The sordid facts underlying the Waldman case need not be repeated in full here. In brief, though, Ron Stone was forced to file a bankruptcy petition and subsequently asserted fraud claims in bankruptcy court against his former business partner, Randall Waldman. After the bankruptcy court entered a final judgment in favor of Stone, the Sixth Circuit vacated that judgment, having concluded that the bankruptcy court lacked final constitutional authority over the claim and instead, should offer proposed findings of fact and conclusions of law for de novo review by the district court.
On remand, the district court considered the bankruptcy court’s proposed findings and conclusions, adopting some and rejecting others, and entered its own judgment in Stone’s favor. Waldman then appealed again, arguing that the district court had failed to review de novo the bankruptcy court’s proposed findings and conclusions. Among a host of other arguments, Waldman contended that the district court, in its de novo review, was required to receive additional evidence from the parties.
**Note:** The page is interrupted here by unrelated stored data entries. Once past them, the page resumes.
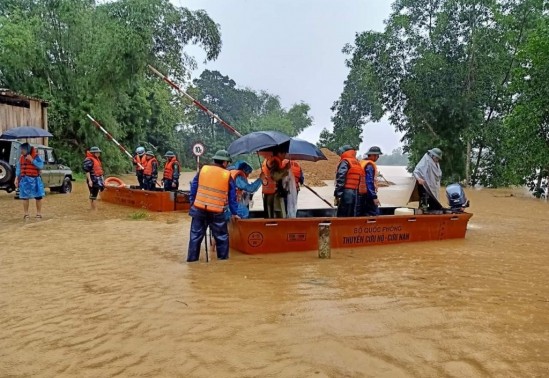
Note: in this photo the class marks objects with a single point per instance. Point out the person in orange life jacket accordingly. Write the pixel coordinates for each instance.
(93, 168)
(348, 183)
(171, 172)
(28, 180)
(211, 190)
(140, 158)
(369, 203)
(244, 190)
(273, 191)
(150, 173)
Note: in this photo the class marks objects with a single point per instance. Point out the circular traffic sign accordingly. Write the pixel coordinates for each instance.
(198, 149)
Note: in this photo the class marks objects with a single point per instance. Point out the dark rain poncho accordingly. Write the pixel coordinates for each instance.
(429, 170)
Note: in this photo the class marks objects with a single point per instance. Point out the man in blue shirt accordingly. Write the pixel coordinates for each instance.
(211, 189)
(28, 180)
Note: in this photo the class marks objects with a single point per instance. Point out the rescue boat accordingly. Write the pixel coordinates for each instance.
(258, 235)
(154, 200)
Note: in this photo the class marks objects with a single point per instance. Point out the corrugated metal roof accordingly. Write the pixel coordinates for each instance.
(9, 93)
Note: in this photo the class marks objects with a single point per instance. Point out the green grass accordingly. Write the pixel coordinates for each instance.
(138, 215)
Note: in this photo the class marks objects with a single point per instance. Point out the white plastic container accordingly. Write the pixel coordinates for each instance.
(404, 211)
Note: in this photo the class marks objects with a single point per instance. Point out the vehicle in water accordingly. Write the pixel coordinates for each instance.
(55, 175)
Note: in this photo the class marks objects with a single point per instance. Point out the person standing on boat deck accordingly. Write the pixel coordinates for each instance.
(93, 167)
(428, 175)
(151, 172)
(369, 203)
(28, 180)
(244, 190)
(139, 159)
(211, 189)
(171, 172)
(273, 191)
(297, 172)
(349, 182)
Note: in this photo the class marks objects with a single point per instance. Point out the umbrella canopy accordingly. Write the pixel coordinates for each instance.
(299, 149)
(302, 150)
(256, 141)
(25, 132)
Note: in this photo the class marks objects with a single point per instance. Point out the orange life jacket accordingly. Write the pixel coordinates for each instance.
(140, 160)
(364, 164)
(234, 174)
(97, 170)
(148, 167)
(269, 185)
(26, 167)
(168, 168)
(213, 189)
(355, 175)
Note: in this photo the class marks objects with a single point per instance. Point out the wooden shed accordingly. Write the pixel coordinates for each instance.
(19, 110)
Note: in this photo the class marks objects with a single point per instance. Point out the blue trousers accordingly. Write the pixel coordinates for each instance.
(217, 224)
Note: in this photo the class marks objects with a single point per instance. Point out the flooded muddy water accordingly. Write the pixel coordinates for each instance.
(107, 294)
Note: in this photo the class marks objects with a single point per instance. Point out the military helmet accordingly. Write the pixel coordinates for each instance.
(222, 155)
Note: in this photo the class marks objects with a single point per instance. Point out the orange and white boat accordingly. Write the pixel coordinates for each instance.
(257, 236)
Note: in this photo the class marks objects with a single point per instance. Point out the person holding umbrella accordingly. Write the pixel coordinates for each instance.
(211, 189)
(274, 193)
(139, 160)
(93, 167)
(151, 171)
(28, 180)
(349, 183)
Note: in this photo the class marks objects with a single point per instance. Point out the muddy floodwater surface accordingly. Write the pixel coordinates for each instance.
(108, 294)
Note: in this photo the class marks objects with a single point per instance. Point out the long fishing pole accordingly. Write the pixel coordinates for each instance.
(110, 137)
(195, 102)
(198, 104)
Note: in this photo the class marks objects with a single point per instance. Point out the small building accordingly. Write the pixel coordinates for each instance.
(19, 110)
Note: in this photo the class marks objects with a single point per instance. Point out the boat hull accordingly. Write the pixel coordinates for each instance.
(145, 199)
(258, 236)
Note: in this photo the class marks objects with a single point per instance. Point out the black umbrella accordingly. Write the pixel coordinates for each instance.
(25, 132)
(258, 140)
(302, 150)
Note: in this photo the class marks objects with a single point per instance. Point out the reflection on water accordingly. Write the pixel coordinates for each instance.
(100, 294)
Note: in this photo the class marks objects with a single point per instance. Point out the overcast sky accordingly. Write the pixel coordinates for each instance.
(292, 48)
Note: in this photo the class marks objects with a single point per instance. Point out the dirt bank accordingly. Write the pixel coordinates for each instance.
(102, 295)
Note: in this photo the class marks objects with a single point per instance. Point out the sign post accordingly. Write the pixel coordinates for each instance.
(198, 150)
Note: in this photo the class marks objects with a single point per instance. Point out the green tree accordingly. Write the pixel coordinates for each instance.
(441, 71)
(243, 108)
(85, 57)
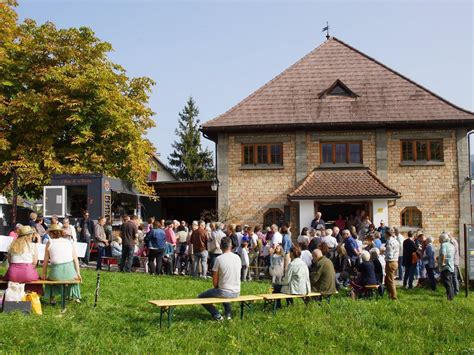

Summarily dispatching with this argument, the Sixth Circuit looked to Rule 9033(d) of the Federal Rules of Bankruptcy Procedure, which provides that, in a de novo review, the district court “shall make a de novo review upon the record or, after additional evidence, of any portion of the bankruptcy judge’s findings of fact or conclusions of law to which specific written objection has been made . . . ” and “may accept, reject, or modify the proposed findings of fact or conclusions of law [or] receive further evidence. . . .” Notwithstanding the first clause, which provides that the district court “shall” undertake a de novo review, the Sixth Circuit explained that Bankruptcy Rule 9033 plainly gives district courts the discretion, but not the obligation, to entertain and consider additional evidence. Indeed, the rule specifically notes that the district court “may … receive further evidence” – the language is plainly permissive, rather than mandatory.
As courts continue to struggle with the questions posed by Stern and its progeny, questions will continue to be asked regarding just what is meant by de novo review. The Sixth Circuit, at least, has held that this means “to review without giving deference … or any presumption of correctness to the lower court.” But the nature of that de novo review does not necessarily mean an entirely new trial and opportunity to introduce evidence – and the district court is at least permitted to limit itself to the record before it, including, for example, the bankruptcy court’s decisions regarding admissibility of evidence. Moreover, as a practical matter, the district court might arguably be influenced (albeit not compelled) by the bankruptcy court’s assessments of witnesses’ credibility, in light of the fact that the bankruptcy court had the benefit of seeing the live testimony. As de novo appellate review continues to proliferate in jurisdictions that have interpreted Stern to limit bankruptcy courts’ constitutional authority, we continue to grapple with the contours of that review process and of ensuring a complete and efficient resolution of many matters arising in, or related to, bankruptcy cases.